COHEN MATTHEWS looks at Vlad the Impaler, the Transylvanian warlord that gave Bram Stoker’s famous vampire his name
Everybody knows Dracula. I’m sure that many a child has hidden under their sheets, quivering with fear, at the very mention of his name.
Countless adaptations have kept this story alive through the centuries – even Batman fought Dracula – but what was the real inspiration behind the well-spoken Count?
The most obvious, and often, the most misunderstood muse behind Bram Stoker’s famous Count, is Vlad III Dracula, Son of Vlad II Dracul, and Prince of Wallachia, later known as Vlad the Impaler.
Vlad’s cruelty and ruthlessness is still renowned today, and as the posthumous dubbing suggests, his favoured method of execution was impaling his victims. It wasn’t just the act itself that gained Vlad notoriety, even during his life, but the sadistic pleasure he reportedly obtained from this. German woodcuts from 1499 show him dining amongst the impaled corpses of his enemies – men, women and children.
Vlad III Dracula was undoubtedly bloodthirsty, but was he really thirsty for blood?
Was Vlad the Impaler a vampire?
Unlike Elizabeth Bathory, there are no implications that the word “vampire” was thrown around about Vlad at the time.
This doesn’t mean he didn’t inspire Stoker while writing the Dracula book, it was, of course, Dracula’s name that he made infamous, but what are the origins of the name itself?
In modern Romanian, the word drac, from which the patronymic Dracul is derived, has come to mean “Devil”. This would suggest, that the name taken by Vlad II would hold similar connotations, however, at the time, it meant Dragon.
OK, so dragons are still pretty scary, and the name was taken when Vlad II was initiated into The Order of the Dragon, an order that spread primarily through Germany and Italy in the early 15th century.
But what was the purpose if this order?
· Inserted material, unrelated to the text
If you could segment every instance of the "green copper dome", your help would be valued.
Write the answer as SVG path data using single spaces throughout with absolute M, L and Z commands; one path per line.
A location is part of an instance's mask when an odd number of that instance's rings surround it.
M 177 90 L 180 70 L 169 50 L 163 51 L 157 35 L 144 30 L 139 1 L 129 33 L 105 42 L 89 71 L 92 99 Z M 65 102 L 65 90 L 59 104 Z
Was it dedicated to the eating of babies, or to the ceremonial burning of all that is fluffy and cute? No, it was actually dedicated to protecting Christianity throughout Europe. That’s not quite as devilish as the name implies.
Vlad III Dracula, the impaler, committed some undoubtedly evil acts.
He killed somewhere in the region of 40,000 – 100,000 people, brutally and sadistically, but it wasn’t Vlad the Impaler’s actions themselves that inspired Bram Stoker’s character.
It was the legacy of violence and bloodshed he left behind. That, and a conveniently cool patronymic.